TL;DR: bug in SWI no more!

You are creating 500,000 frozen goals which are subsequently unreachable. What do these goals mean? Prolog systems do not analyze a goal as to its semantic relevance (prior to actually executing it). So we have to assume that the goals may be semantically relevant. As the goals are already disconnected, the only semantic effect they might have is to be false and thus making the next answer false.

So it is sufficient to consider freeze(_,false) instead.

Semantically, the predicates p/0 and q/0 are equivalent:

p :-
   false.

q :-
   freeze(_,false).

Procedurally, however, the first goal fails whereas the second succeeds. It is in such situations key to distinguish between solutions and answers. When Prolog succeeds, it produces an answer — most commonly this is known as an answer substitution in Prolog without constraints, where answer substitutions always contain one or infinitely many solutions1. In the presence of constraints or crude coroutining, an answer may now contain frozen goals or constraints that have to be taken into account to understand which solutions are actually described.
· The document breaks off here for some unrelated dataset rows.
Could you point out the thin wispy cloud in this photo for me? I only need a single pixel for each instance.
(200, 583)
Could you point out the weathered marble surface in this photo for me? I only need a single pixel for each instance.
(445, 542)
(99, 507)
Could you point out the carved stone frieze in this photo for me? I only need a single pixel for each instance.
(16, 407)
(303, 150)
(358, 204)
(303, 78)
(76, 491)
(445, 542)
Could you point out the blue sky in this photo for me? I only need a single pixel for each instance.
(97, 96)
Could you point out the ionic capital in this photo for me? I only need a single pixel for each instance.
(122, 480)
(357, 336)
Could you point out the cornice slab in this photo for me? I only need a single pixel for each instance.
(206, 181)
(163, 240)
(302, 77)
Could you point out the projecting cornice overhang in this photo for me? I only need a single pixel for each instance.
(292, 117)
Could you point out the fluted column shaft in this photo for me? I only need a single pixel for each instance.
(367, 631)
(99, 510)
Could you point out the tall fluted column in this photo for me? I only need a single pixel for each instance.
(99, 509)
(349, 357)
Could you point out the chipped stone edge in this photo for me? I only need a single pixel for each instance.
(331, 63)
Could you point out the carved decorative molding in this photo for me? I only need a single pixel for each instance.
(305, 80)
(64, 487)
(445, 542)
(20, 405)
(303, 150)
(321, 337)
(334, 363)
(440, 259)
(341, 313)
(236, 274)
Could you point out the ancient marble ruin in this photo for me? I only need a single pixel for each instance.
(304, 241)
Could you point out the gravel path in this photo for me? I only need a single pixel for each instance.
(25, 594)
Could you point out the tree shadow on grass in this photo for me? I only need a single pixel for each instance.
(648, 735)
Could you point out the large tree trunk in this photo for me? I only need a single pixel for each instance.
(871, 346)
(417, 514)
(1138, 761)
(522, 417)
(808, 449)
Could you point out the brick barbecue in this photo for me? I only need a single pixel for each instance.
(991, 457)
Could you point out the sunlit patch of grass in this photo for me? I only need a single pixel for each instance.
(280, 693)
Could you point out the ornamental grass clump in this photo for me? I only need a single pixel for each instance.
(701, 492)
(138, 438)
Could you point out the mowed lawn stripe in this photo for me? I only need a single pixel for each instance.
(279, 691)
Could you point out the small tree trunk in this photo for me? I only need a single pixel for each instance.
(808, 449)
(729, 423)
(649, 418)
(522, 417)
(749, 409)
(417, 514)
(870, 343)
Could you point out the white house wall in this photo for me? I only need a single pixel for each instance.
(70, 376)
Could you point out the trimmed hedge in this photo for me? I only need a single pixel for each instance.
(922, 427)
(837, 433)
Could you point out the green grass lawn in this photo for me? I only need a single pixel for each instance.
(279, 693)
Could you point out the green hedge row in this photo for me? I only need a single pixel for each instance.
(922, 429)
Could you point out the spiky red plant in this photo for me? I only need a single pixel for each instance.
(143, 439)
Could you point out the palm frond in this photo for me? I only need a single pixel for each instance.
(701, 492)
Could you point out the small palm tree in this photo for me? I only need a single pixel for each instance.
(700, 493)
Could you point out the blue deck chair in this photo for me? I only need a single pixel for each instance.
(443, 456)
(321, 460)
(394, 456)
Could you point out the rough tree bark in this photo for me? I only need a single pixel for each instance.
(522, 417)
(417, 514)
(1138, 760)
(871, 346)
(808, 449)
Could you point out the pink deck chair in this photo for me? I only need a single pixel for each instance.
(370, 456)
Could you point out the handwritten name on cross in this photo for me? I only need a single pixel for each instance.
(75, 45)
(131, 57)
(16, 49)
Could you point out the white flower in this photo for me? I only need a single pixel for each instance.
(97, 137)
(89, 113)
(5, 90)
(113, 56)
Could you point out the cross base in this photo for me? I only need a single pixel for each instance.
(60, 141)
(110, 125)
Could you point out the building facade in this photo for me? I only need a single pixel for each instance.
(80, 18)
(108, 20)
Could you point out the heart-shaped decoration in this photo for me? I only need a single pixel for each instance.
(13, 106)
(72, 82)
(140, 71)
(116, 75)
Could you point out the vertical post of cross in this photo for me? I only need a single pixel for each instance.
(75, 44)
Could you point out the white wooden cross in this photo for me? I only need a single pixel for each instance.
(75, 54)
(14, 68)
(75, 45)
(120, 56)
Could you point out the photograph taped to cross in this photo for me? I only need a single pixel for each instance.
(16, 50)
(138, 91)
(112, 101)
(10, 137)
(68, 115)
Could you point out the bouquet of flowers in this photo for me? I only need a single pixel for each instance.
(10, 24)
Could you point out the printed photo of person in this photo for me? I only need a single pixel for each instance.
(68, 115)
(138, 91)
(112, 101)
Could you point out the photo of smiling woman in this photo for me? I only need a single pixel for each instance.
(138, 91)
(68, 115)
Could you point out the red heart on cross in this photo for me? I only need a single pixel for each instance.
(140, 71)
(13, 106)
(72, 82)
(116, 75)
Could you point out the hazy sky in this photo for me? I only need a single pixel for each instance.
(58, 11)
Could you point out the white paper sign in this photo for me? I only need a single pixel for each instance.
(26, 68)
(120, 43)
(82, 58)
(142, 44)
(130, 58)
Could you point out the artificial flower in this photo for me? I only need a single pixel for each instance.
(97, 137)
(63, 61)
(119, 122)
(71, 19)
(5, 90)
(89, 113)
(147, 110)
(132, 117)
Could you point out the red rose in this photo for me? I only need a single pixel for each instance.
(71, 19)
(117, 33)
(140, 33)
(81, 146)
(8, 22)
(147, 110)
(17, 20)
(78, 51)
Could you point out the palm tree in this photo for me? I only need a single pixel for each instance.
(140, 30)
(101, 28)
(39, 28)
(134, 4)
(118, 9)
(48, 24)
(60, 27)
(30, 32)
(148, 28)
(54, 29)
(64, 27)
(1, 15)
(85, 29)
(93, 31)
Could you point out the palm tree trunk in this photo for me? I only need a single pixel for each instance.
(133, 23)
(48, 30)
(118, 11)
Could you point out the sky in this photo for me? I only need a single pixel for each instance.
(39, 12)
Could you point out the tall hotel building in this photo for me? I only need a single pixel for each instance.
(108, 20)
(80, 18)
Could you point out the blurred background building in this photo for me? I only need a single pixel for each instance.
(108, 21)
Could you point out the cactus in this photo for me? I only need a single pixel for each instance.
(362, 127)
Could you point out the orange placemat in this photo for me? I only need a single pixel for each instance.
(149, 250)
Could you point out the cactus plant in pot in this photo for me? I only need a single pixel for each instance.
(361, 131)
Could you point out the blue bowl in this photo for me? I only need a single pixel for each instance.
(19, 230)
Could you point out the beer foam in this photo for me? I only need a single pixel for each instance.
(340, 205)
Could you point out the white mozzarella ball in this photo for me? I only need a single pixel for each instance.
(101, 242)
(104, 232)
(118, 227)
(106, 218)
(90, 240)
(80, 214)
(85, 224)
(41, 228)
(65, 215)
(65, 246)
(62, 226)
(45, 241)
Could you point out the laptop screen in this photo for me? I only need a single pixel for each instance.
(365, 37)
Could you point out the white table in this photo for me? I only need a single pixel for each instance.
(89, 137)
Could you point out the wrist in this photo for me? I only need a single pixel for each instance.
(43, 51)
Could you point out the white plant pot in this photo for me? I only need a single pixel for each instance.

In the case above, the number of solutions is zero. When a system now garbage collects those frozen goals, it actually changes the meaning of the program.

In SICStus this is shown as follows:

| ?- q.
prolog:freeze(_A,user:false) ? ;
no

In SWI and YAP, those goals are not shown by default and thus chances are that bugs as this one have not been discovered.


PS: In the past, there has been a comparison between various systems concerning GC and constraints with SICStus being at that time the only one that passed all tests. In the meantime some systems improved.

I first looked at the SICStus numbers: 216 bytes per freeze! That's 27 words with 13 just for the term representing the goal. So simply 14 words for the freeze. Not so bad.

PPS: the frozen goal was throw/2, it should have been throw/1


Fine print 1: Some examples: An answer substitution X = 1 contains exactly one solution, and X = [_A] contains infinitely many solutions like X = [a] and many, many more. All this gets much more complex in the context of constraints.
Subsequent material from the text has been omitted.